The TA192A water stable isotope and chemical firn core records , Adélie Land, Antarctica
A new 21.3m firn core was drilled in 2015 at a coastal Antarctic high accumulation site in Adélie Land (66.78°S; 139.56°E, 602ma.s.l.). The core was dated by annual layers counting based on non-sea-salt sulfate and methanesulfonate summer peaks, refined by a comparison between the reconstructed surface mass balance (hereafter, SMB) and the closest available stake data. The mean reconstructed SMB of 75.2 ± 15.0cmw.e. y−1 is consistent with local stake data, and remarkably high for coastal East Antarctica. The resulting inter-annual and sub-annual variations in isotopic records (δ18O and deuterium excess, hereafter d-excess) are explored for 1998–2014 and are systematically compared with a couple of climatic time series: an updated database of Antarctic surface snow isotopic composition, SMB stake data, meteorological observations from Dumont d'Urville station, sea-ice concentration based on passive microwave satellite data, precipitation outputs of atmospheric reanalyses, climate and water stable isotope outputs from the atmospheric general circulation model ECHAM5-wiso, as well as air mass origins diagnosed using 5-days back-trajectories.
The mean isotopic values (−19.3 ± 3.1‰ for δ18O and 5.4 ± 2.2‰ for d-excess) are consistent with other coastal Antarctic values.
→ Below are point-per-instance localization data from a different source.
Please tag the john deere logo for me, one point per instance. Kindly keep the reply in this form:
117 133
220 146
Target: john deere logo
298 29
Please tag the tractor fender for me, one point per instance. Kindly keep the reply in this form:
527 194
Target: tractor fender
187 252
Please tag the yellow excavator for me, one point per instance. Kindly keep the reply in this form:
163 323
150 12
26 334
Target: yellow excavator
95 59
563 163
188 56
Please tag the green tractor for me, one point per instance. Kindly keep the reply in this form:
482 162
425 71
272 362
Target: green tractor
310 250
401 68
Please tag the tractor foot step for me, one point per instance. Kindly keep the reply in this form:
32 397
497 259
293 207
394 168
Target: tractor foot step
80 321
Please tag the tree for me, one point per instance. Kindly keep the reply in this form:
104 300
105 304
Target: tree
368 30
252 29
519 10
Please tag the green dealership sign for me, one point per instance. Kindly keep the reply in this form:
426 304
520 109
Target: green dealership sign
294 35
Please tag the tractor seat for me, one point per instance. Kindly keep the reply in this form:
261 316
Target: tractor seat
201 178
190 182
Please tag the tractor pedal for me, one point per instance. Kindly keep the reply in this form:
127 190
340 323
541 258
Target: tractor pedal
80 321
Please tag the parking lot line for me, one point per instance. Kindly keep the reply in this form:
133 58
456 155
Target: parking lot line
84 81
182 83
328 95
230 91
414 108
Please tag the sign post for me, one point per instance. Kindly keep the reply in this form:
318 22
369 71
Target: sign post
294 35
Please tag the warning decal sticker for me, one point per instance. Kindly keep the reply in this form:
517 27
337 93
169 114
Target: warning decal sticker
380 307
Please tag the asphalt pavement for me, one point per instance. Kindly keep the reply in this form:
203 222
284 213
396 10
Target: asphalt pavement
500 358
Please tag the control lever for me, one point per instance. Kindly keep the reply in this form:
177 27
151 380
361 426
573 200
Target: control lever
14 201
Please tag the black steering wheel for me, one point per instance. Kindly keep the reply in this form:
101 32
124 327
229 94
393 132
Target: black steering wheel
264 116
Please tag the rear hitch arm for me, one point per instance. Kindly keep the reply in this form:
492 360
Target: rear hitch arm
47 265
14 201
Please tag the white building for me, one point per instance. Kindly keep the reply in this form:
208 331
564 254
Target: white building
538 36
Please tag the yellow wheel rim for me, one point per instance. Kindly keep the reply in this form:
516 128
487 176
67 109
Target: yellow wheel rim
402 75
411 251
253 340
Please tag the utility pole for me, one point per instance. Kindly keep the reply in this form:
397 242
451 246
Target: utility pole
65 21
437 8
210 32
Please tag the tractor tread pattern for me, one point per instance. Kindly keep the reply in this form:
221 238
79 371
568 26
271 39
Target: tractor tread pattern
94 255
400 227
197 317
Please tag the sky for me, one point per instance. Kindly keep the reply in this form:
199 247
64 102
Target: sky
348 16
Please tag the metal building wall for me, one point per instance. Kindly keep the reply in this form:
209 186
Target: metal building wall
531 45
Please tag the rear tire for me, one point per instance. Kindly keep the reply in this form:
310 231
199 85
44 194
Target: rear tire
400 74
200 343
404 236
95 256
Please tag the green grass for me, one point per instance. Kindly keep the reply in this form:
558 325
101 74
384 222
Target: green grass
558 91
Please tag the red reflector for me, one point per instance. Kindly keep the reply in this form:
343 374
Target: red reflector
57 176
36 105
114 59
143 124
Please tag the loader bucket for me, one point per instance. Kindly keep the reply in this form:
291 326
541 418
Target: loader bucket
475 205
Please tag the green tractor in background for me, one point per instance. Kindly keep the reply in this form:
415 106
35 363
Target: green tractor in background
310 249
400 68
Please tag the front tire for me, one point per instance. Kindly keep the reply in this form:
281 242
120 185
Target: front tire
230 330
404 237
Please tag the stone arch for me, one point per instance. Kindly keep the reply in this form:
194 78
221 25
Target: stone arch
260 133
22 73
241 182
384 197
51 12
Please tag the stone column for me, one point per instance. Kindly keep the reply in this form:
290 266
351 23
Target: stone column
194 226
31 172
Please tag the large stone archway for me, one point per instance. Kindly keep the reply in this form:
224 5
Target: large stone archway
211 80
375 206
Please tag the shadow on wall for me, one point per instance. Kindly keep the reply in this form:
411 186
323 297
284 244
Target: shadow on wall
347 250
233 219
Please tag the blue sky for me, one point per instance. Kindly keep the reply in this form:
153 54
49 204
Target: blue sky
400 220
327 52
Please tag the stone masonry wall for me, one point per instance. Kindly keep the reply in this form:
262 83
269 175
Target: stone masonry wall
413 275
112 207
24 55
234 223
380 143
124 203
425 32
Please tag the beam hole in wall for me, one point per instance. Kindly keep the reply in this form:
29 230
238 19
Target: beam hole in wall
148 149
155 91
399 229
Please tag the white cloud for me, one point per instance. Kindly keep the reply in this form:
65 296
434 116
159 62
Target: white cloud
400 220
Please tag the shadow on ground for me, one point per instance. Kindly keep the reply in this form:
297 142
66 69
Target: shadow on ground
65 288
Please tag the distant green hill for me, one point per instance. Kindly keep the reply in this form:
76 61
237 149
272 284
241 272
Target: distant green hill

No significant isotope-temperature relationship can be evidenced at any timescale, ruling out a simple interpretation of in terms of local temperature. An observed asymmetry in the δ18O seasonal cycle may be explained by the precipitation of air masses coming from Indian and Pacific/West Antarctic Ice Sheet sectors in autumn and winter times, recorded in the d-excess signal showing outstanding values in austral spring versus autumn. Significant positive trends are observed in the annual d-excess record and local sea-ice extent (135°E–145°E) over the period 1998–2014.
However, processes studies focusing on resulting isotopic compositions and particularly the d-excess-δ18O relationship, evidenced as a potential fingerprint of moisture origins, as well as the collection of more isotopic measurements in Adélie Land are needed for an accurate interpretation of our signals.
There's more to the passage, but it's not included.